In una Sardegna quasi senza tempo, in cui è difficile scorgere i segni distintivi della modernità odierna (l’uso dello smartphone appare solo in seguito, e le vetture in primo piano potrebbero tranquillamente riferirsi a metà anni ’80, per non parlare della canzone trainante, “Questo amore non si tocca”, di Gianni Bella, transitata a poco tempo di distanza dal bel film di Guadagnino Chiamami col tuo nome), la piccola e timida Vittoria, rossa di capelli quasi un plausibile motivo ereditario, vive un rapporto di attaccamento esclusivo con la madre Tina (Valeria Golino, dolce e materna, ma anche determinata e poco arrendevole), con la quale dorme persino assieme nella medesima cameretta, ben felice ed ormai assuefatta da questo senso di protezione sin ossessivo che la genitrice ostenta nei suoi confronti.

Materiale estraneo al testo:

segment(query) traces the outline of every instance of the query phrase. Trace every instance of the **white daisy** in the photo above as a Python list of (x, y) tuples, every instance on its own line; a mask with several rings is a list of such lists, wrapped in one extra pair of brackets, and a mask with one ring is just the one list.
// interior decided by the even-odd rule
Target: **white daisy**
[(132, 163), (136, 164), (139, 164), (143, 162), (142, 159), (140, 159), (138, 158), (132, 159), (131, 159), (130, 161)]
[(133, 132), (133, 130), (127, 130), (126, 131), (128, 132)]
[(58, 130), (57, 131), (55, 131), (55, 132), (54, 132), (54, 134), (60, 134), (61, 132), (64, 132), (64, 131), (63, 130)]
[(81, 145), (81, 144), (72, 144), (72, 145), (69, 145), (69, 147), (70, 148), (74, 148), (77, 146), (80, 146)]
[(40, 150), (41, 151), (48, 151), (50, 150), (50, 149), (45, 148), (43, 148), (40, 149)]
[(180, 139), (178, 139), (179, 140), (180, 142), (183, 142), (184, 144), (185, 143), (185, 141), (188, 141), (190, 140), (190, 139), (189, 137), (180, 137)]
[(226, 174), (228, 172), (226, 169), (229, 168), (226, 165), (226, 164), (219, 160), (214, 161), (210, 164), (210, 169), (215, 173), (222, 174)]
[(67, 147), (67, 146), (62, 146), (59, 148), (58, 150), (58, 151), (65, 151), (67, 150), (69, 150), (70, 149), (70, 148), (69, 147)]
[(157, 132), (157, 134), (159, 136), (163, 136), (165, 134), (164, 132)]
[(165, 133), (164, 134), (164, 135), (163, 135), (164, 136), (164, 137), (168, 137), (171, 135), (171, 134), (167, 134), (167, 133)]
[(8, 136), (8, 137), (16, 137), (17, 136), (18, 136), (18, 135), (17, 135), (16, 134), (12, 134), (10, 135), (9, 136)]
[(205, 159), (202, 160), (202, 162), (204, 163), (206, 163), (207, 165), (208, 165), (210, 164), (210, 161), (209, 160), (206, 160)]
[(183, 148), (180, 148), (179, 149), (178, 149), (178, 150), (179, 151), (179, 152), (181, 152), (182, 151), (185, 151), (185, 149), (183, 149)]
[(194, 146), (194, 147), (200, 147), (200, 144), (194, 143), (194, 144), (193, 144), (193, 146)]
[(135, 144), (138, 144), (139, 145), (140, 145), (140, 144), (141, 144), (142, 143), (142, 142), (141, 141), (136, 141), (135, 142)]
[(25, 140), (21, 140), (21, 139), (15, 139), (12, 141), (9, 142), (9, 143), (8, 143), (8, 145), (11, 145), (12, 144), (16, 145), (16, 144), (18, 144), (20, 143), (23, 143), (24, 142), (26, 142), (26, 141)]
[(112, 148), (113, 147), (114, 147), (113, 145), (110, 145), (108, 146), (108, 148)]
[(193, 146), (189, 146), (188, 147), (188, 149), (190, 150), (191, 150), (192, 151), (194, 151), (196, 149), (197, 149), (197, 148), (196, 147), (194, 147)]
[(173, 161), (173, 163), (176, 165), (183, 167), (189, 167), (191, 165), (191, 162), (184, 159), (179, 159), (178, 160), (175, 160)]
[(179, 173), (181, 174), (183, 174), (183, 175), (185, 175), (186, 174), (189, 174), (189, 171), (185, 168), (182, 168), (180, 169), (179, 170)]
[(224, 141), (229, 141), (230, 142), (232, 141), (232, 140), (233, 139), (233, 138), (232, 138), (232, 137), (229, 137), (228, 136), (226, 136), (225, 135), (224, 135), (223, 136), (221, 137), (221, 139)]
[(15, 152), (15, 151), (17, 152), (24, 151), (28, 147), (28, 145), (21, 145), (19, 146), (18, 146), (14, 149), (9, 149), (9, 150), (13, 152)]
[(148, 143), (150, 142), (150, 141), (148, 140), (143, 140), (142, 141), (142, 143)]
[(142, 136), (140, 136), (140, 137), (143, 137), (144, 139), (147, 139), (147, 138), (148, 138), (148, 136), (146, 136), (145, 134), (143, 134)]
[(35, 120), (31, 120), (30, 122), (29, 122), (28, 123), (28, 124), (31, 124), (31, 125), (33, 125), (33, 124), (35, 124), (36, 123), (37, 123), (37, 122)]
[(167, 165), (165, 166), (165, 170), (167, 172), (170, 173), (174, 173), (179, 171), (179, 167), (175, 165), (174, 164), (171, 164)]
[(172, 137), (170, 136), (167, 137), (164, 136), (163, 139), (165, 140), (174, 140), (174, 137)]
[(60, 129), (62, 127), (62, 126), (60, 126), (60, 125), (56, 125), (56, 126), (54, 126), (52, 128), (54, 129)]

Capiremo presto perché, come capiremo i motivi per cui la donna è solita far visita, nell’entroterra del paese sardo che la ospita dalla nascita, ad una fattoria mezza in rovina gestita – si fa per dire – da una giovane disinibita e bizzarra creatura, Angelica (una ottima, sensuale Alba Rorhwacher, ninfa di paese usata e gettata crudelmente da tutti al suo destino) che vive degli aiuti della donna, allevando bestiame a cui si affeziona e che non riesce gestire come eventuale fonte di reddito, e di relazioni promiscue tra la fauna maschile che la considera e tratta come la prostituta del paese.

Non occorre particolare perspicacia per comprendere che quest’ultima è la madre naturale della piccola, sottratta volontariamente dalla nascita dalla coppia rappresentata da Tina e dal marito pescatore. I problemi sorgono quando la coppia di genitori adottivi, una volta a conoscenza dello sfratto immobiliare che incombe sulla ragazza, apparentemente decisa a prendere il largo verso il Continente, decide di portare con sé la piccola in una delle frequenti visite attuate a scopi di rifornimento di viveri, pattuito con la cessione della piccola alla nascita.

Riuscirà il fascino imprudente e disinibito di una madre naturale indolente ed inaffidabile, ma affascinante agli occhi curiosi di un bambino, a prevalere sulla figura rassicurante, ma certamente e proprio a causa di ciò meno coinvolgente e di fatto più pedante e scontata della madre “ufficiale”?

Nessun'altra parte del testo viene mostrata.